Thrice divorced and living unhappily in Austria (after the collapse of the Habsburg monarchy in 1918, he had taken Czechoslovak citizenship), Loos hit the skids soon after he celebrated his 60th birthday visiting the Mullers in their new villa, which he considered his most beautiful achievement. Ruin awaited him back in Vienna, where (he said in a 1930 interview) "one must constantly fight something evil."
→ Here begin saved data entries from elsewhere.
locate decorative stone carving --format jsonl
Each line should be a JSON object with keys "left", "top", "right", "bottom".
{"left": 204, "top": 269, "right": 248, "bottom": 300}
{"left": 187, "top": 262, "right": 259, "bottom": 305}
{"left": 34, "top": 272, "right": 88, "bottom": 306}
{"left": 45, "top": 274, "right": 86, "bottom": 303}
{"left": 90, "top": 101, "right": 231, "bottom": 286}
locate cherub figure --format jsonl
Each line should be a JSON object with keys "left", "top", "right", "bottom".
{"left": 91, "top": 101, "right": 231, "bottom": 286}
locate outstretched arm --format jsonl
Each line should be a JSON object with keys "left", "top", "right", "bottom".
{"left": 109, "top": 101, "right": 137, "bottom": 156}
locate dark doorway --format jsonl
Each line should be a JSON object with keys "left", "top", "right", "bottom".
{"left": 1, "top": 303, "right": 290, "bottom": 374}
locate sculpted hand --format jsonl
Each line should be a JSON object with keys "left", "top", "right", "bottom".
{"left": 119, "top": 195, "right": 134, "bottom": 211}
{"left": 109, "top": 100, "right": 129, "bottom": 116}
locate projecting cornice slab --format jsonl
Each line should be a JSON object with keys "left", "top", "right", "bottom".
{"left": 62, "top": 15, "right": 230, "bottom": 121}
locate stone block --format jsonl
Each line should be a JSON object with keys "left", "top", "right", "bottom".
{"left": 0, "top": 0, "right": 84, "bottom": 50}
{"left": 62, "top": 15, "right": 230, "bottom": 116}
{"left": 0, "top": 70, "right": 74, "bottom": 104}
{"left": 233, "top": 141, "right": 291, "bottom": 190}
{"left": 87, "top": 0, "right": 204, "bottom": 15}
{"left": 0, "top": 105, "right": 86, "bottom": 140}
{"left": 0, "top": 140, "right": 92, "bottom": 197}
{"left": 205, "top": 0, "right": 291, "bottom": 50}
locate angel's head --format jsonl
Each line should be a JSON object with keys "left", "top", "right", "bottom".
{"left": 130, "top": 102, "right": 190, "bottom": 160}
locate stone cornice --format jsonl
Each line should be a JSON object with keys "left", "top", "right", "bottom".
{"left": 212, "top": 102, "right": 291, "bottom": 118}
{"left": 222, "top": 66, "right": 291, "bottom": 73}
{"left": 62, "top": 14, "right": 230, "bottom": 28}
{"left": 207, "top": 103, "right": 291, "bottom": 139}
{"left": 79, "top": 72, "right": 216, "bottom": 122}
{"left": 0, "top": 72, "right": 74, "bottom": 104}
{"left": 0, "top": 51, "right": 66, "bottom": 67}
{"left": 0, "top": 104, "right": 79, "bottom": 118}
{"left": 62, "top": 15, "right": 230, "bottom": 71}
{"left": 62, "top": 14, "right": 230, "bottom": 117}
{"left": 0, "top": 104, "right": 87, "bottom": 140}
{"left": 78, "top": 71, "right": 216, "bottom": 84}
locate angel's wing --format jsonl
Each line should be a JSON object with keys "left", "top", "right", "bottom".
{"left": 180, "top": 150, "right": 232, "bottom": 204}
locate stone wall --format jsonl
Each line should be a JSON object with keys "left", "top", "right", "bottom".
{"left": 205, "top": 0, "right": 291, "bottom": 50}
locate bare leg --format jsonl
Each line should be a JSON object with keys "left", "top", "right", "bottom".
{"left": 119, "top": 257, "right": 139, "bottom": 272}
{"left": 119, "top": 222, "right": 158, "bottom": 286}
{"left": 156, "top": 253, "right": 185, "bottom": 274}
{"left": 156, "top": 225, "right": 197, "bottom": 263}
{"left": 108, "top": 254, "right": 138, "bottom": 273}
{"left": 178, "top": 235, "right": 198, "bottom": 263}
Like the painter Egon Schiele, who was prosecuted for obscenity in Austria in 1911 for drawing child nudes after being driven out of Krumau (now Cesky Krumlov), Loos was accused of "importuning children." Apparently, his penchant for bringing waifs home for a meal and a bath was misconstrued. He was acquitted. But the three-week pretrial interrogation had unhinged him and, after medical treatments in two spas in western Bohemia and a sanatorium in Vienna, he moved to France. His friend and protege, the painter Oskar Kokoschka, visited Loos in Paris toward the end. Unable to keep a dinner date at a restaurant that featured lobster in a red sauce, the bedridden Loos told his guest they'd eat together anyway. Reaching between his filthy sheets, Loos took out a huge lobster in tomato sauce and swung it wildly in the air. Function before ornament!